Au contraire, la contemplation obscure est un moyen extrêmement
efficace pour nous aider à nous sanctifier. Nous le prouverons longuement. Son
exercice est d’une sécurité parfaite et n’offre aucun danger. Nous le
prouverons encore. Alors, puisque Dieu veut par-dessus toutes choses notre
sanctification, « Hae est voluntas
Dei sanctificatio vestra », pourquoi refuserait-il cette grâce aux
âmes de bonne volonté qui la désirent et se préparent à la recevoir
convenablement ? La rareté des âmes contemplatives s’explique suffisamment
par la mauvaise volonté des hommes. Par conséquent, on aurait tort de
l’attribuer à Dieu, car on ferait ainsi de lui un être partial, ne refusant
rien à un petit nombre de privilégiés et se montrant avar des grâces les plus
utiles à notre salut, avec le reste des hommes.

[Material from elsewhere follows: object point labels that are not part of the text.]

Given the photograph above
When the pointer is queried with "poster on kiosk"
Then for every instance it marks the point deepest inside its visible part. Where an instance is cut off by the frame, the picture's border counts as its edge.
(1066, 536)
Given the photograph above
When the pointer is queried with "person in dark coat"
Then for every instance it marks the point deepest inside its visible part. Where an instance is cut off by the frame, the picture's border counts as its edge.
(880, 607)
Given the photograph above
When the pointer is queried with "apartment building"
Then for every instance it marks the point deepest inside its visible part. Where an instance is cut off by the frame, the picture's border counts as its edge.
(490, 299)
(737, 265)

Quand on juge Dieu de cette manière, on commet un sophisme dangereux
qui conduit facilement à de graves erreurs. S’il est permis de conclure de
l’existence d’un fait à sa possibilité, - ab
actu ad posse valet consecutio – il ne l’est jamais de conclure de sa
non-existence à son impossibilité. Nous allons le prouver en donnant quelques
exemples.
L’Ecriture sainte parle du petit nombre des élus. Impressionnés par ce
fait, quelques esprit ont tiré la conclusion suivante : « Donc Dieu
n’a pas la volonté positive de sauver tous les hommes ; donc Jésus-Christ
n’a pas répandu son sang pour la rédemption de tous les pécheurs. » - Ce
sont là deux horribles hérésies.
Les commandements du Décalogue sont faits pour tous les hommes sans
exception. Chacun, par conséquent, est soumis au premier qui nous oblige à
aimer Dieu de tout notre cœur. Combien observent ce commandement ? Que de
milliers de personnes ne pensent jamais à Dieu, sans compter celles qui
blasphèment son saint Nom quand elles pensent à lui ! En présence de ce
fait, les mêmes esprits diront : « Le premier commandement est, pour
la plupart des hommes, impossible à pratiquer. Il leur manque, à cet effet, les
conditions indispensables. » - Et ils feront à Dieu cette injure de dire
qu’il nous commande des impossibilités.
Notre Seigneur s’adressait à la foule quand il disait dans le sermon sur
la montagne ; « Soyez parfaits comme votre Père céleste est
parfait ». La perfection est nécessaire pour aller au ciel. Si on ne veut
pas l’acquérir de bon gré sur terre, il faudra l’acquérir par force au
purgatoire. Eh bien ! où sont ici les personnes parfaites ? Où sont
seulement celles qui tendent à la perfection ? « Donc, ne manqueront pas de dire les
mêmes esprits, l’exhortation de Notre Seigneur s’adressait à une élite. Les
bons n’ont pas généralement le moyen de devenir parfaits ; ils sont condamnés
presque tous à passer par les flammes du purgatoire. »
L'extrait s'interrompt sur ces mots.